2

I would like to create a research database where I can store and retrieve articles (PDF files). Any suggestions?

I have looked at several relational database tutorials and none of them reference the storage and retrieval of documents, only raw data.

Kim
  • 297
  • 1
  • 5
  • 15
  • How many PDF documents do you plan to store? How much total data do you expect? You might want to use a NoSQL database like Mongo or MarkLogic. – Tim Biegeleisen Sep 15 '15 at 01:33
  • How's NoSQL going to help store binary PDF documents? – Zepplock Sep 15 '15 at 01:42
  • Kim, is there a metadata associated with those PDF files? Is it a local or remote database? – Zepplock Sep 15 '15 at 01:43
  • For most SQL engines, the document would be a blob (binary large object), just a container of untyped data, like a file. – JVene Sep 15 '15 at 01:44
  • @Zepplock For each article I need to include: APA reference information and an annotated bibliography. I would like a search feature so some sort of metadata will also have to be attached to the file. It also needs to be able to accommodate between 100-150 articles. There is no database yet. I'm trying to figure out what's the best way to build it. – Kim Sep 15 '15 at 01:49

2 Answers2

1

I would consider using something like Elasticsearch, Solr or Lucene, instead of traditional database approach. You can index, search and access metadata.

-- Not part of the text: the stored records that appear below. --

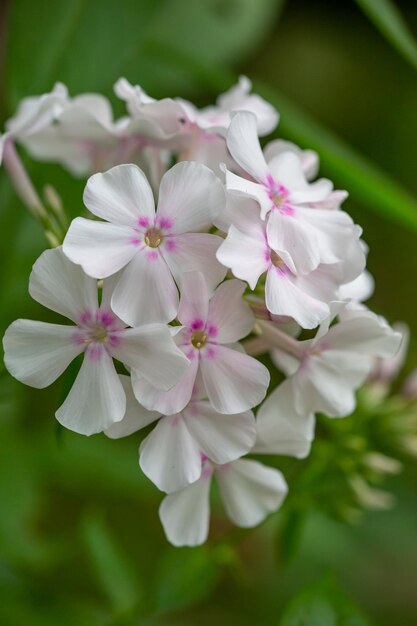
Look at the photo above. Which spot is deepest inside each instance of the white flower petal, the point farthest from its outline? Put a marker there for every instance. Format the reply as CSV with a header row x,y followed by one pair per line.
x,y
151,350
135,417
36,353
234,382
96,399
195,251
288,233
121,195
185,515
190,196
244,255
222,438
366,333
146,291
169,456
250,491
280,430
62,286
326,383
239,186
243,143
101,248
229,315
194,301
309,159
284,297
287,170
166,402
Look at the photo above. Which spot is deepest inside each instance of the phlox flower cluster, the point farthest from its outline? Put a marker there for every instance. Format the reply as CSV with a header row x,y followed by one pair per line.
x,y
202,251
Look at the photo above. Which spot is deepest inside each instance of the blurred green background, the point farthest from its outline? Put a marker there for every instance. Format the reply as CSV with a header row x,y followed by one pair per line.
x,y
80,539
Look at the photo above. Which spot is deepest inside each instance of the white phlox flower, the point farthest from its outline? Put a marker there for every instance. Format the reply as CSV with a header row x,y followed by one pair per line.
x,y
37,353
249,492
248,252
152,248
303,234
156,286
233,381
328,369
34,115
171,454
197,134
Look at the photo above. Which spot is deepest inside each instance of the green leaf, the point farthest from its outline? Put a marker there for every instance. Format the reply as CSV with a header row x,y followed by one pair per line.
x,y
323,604
89,44
186,576
389,21
114,573
364,180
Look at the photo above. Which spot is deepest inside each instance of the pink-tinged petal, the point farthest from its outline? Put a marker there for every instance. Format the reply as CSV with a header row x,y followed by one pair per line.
x,y
336,235
166,402
326,383
256,191
234,382
122,195
97,399
135,417
185,515
308,158
36,353
222,438
287,170
280,430
229,316
243,213
146,291
246,256
169,456
250,491
194,303
365,333
194,251
243,143
102,249
152,351
190,197
284,297
61,285
289,234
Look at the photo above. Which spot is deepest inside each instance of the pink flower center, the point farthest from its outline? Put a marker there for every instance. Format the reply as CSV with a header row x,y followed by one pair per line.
x,y
199,339
153,238
97,330
276,259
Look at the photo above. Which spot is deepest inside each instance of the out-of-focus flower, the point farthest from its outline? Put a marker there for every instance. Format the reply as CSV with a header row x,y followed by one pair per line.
x,y
34,115
249,492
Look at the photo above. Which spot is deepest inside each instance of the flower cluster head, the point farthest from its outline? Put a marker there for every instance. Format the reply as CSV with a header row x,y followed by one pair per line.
x,y
182,276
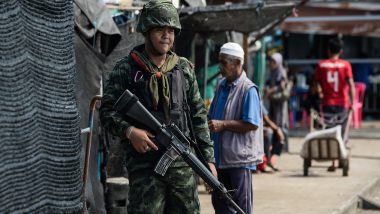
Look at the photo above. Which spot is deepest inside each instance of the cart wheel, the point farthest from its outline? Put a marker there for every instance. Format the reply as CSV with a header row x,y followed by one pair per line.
x,y
345,167
306,165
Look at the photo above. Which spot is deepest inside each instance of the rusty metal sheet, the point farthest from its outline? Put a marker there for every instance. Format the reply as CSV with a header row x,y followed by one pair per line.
x,y
244,18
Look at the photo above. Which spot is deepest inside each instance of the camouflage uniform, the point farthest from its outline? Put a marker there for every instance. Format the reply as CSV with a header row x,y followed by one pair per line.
x,y
149,192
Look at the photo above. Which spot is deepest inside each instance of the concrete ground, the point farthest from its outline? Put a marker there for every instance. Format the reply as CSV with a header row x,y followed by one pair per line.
x,y
289,192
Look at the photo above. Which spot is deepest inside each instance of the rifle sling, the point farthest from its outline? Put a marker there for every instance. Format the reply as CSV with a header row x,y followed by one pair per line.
x,y
193,142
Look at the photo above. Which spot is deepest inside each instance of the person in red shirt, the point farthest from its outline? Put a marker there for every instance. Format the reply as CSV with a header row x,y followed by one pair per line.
x,y
334,76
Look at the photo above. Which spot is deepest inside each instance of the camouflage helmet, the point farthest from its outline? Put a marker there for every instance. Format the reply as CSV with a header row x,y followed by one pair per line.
x,y
158,13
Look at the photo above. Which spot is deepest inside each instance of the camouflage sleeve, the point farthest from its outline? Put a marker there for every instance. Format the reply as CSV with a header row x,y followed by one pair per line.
x,y
114,87
198,112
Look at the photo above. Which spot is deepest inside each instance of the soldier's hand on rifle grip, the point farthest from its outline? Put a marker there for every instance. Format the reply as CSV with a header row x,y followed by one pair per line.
x,y
140,140
213,171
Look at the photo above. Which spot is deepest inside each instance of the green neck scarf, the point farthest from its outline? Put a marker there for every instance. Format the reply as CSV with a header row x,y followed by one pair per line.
x,y
156,75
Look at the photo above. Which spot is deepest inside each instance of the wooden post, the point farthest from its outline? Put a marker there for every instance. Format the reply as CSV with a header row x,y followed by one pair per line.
x,y
246,53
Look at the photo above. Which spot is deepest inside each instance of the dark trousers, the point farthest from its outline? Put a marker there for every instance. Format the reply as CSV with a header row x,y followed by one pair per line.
x,y
239,179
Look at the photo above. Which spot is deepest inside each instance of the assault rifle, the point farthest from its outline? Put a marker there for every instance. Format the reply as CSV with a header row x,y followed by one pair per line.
x,y
172,140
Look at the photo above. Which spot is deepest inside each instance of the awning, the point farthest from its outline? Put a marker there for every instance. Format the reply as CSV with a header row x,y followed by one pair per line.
x,y
354,19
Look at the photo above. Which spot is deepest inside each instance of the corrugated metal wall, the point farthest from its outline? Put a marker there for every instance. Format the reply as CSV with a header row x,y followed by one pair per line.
x,y
39,120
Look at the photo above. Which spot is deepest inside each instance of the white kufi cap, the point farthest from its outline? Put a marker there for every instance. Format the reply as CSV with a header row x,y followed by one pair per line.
x,y
233,49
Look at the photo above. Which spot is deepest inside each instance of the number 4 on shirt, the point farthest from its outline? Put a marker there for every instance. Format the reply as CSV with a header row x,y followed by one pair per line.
x,y
332,77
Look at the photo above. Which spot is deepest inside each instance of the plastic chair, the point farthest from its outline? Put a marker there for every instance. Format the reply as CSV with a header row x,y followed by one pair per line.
x,y
358,104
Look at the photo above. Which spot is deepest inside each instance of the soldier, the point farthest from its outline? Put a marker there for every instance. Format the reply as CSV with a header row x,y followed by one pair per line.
x,y
165,84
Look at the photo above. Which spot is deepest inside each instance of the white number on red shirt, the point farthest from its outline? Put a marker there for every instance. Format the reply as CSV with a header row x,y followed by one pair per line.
x,y
332,77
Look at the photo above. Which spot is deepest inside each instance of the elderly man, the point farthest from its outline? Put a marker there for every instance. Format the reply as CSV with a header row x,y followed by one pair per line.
x,y
235,122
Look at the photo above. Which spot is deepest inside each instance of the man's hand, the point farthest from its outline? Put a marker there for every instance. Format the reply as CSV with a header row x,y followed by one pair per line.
x,y
140,140
213,171
216,125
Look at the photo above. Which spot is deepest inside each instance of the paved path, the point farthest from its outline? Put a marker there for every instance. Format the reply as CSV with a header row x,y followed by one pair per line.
x,y
289,192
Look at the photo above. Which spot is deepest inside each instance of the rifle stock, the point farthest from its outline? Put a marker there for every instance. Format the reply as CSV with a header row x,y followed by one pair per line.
x,y
173,141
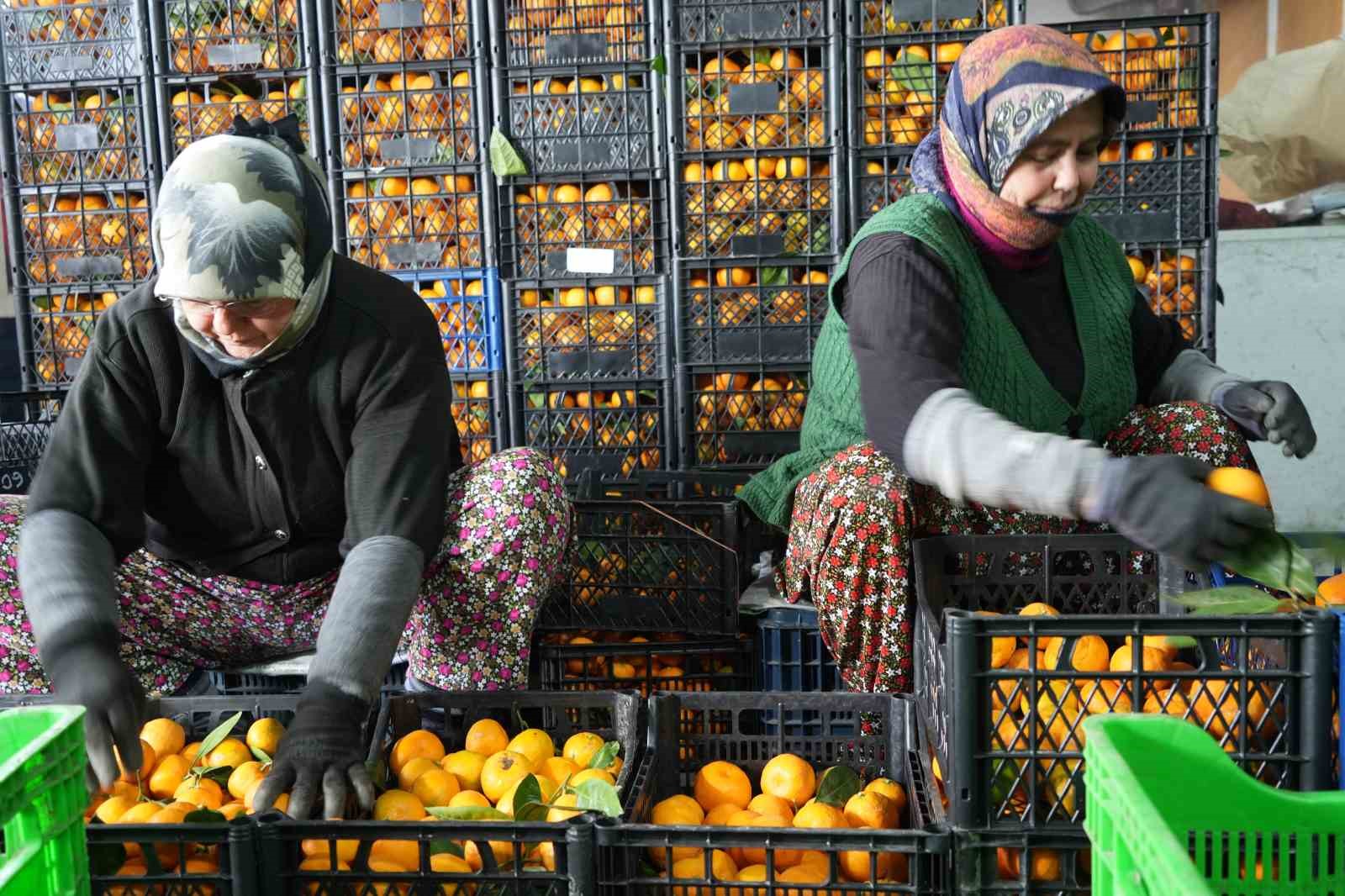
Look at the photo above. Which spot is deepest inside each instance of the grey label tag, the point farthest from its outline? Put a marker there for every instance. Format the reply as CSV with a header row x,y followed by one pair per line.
x,y
408,150
414,253
753,98
771,244
1141,112
752,22
235,54
923,10
404,13
77,138
575,46
1142,228
71,62
91,266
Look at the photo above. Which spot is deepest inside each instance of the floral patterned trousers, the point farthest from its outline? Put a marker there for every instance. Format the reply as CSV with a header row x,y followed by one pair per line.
x,y
854,521
506,522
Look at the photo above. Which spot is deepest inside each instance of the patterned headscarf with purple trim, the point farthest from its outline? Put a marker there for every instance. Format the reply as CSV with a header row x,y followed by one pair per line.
x,y
1005,91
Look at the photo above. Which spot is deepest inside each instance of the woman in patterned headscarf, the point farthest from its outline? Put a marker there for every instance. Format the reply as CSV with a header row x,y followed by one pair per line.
x,y
259,458
988,362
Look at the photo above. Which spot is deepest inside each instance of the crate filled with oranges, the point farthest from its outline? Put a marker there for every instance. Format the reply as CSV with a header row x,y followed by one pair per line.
x,y
588,329
746,416
650,564
203,37
569,33
192,108
73,40
475,791
76,134
585,225
580,119
1168,66
752,311
593,660
611,428
834,801
1020,640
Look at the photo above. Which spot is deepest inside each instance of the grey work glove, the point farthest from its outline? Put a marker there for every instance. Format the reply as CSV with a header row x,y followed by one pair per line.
x,y
320,750
1270,410
1163,505
85,669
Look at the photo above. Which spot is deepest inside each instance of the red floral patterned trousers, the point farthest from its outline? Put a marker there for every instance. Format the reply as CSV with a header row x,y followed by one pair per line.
x,y
856,517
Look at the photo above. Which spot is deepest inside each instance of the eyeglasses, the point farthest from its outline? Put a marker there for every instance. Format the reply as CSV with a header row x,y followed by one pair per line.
x,y
245,307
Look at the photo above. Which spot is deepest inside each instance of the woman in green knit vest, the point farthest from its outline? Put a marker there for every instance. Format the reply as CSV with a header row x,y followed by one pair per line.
x,y
988,366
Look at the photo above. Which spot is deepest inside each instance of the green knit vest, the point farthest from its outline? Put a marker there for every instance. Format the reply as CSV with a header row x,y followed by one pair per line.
x,y
995,363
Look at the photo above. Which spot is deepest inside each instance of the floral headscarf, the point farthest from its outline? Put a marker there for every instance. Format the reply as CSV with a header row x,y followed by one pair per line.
x,y
244,217
1005,91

Here is Elasticsearch way via attachment plugin: https://www.elastic.co/guide/en/elasticsearch/reference/current/mapping-attachment-type.html and how to example:
http://www.hashcode.eti.br/?p=420

Solr:
https://gist.github.com/nichtich/429904

and Lucene:
https://wiki.apache.org/lucene-java/LuceneFAQ#How_can_I_index_PDF_documents.3F

Edmon
  • 4,752
  • 4
  • 32
  • 42
  • 1
    Thank you. This is helpful. The more I learned about databases the more I began to doubt that it solve my problem. – Kim Sep 15 '15 at 12:04
0

To build it on your local computer: put all files in one folder/directory, name them uniquely. Use any database (Postgres, mysql, sqlite, mongo, etc) to store metadata and reference PDF file by name. Even if you put it into the database - there's nothing you can do with it.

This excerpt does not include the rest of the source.